Intrauterine infection in preterm infants stimulates the production of inflammatory cells and secretion of large amounts of inflammatory cytokines, both of which directly or indirectly trigger ischemia and hypoxia in nerve cells, affecting the development of the nervous system in preterm infants (29-31). Procalcitonin is an inflammation-related factor synthesized rapidly and is free from the effects of hormones. When inflammation occurs, PCT levels are significantly elevated. However, after the inflammation is controlled, PCT levels decline rapidly, which can be used as an indicator to assess the inflammatory response (32). Few relevant studies have been conducted at home and abroad to investigate the importance of using PCT as a monitoring indicator to predict the occurrence of BIPI with HCA and for early guidance in diagnosing and treating brain injury. In the present research, no statistical difference was observed in the WBC and CRP levels of different groups. However, PCT levels exhibited differences between the groups, where the HCA+ AS- group showed higher PCT levels than the HCA- AS- group. To evaluate the occurrence of BIPI with intrauterine infection, ROC curves were plotted, and it was found that the area under the ROC for PCT levels within 2 h was 0.731 postnatally. According to the Youden index, the critical value of PCT within 2 h was 2.213 ng/mL, while the sensitivity and specificity were 70.7% and 80.2%, respectively. In other words, when the PCT level was 2.213 ng/mL on admission, it showed a certain reference value for judging whether premature infants with intrauterine infection had a brain injury.

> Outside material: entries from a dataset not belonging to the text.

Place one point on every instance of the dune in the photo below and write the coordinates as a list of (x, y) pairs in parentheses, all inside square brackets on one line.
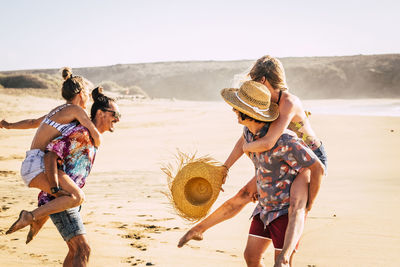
[(130, 222)]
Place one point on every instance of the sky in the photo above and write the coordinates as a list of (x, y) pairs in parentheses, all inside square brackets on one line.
[(84, 33)]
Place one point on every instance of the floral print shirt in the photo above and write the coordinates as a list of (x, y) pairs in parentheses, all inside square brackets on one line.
[(76, 152), (276, 170)]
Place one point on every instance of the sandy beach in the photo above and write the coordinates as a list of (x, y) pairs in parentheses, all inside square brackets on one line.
[(130, 222)]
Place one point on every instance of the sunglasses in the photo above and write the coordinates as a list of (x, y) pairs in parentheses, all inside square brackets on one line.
[(115, 114)]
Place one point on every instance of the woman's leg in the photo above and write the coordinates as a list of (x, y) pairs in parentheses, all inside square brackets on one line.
[(297, 212), (255, 248), (59, 204)]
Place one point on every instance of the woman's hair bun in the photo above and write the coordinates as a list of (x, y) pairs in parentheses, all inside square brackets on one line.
[(66, 73), (97, 94)]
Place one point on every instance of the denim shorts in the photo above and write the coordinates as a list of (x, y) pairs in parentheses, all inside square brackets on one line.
[(32, 165), (321, 154), (69, 223)]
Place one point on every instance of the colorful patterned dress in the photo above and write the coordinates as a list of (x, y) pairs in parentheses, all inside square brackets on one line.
[(276, 170), (77, 152)]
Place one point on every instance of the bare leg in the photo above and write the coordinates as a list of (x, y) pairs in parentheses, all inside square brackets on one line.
[(255, 248), (277, 256), (297, 212), (59, 204), (35, 228), (226, 211), (79, 252)]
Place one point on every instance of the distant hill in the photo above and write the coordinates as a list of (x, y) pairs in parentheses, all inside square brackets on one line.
[(373, 76)]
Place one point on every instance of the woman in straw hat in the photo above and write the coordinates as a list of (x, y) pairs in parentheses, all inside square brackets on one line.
[(269, 71), (235, 204)]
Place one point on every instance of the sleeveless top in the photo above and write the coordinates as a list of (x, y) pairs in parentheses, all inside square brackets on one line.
[(62, 128), (311, 141)]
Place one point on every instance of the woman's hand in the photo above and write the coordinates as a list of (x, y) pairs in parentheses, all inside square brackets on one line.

In summary, BIPI is associated with intrauterine infection in the mother and the lack of an entire course of steroid hormones before delivery. It is more likely to occur in the presence of both. Therefore, AS should be emphasized in clinical work, while routine placental pathology can be recommended for mothers at 28 - 30 weeks of gestational age to avoid a missed diagnosis of HCA, reducing the incidence of BIPI and improving the prognosis. The serum PCT levels after 2 h of birth can provide a laboratory basis for the early monitoring of BIPI. We found that a value of 2.213 ng/mL on admission bears a certain reference value for determining brain injury occurrence in preterm infants with intrauterine infection.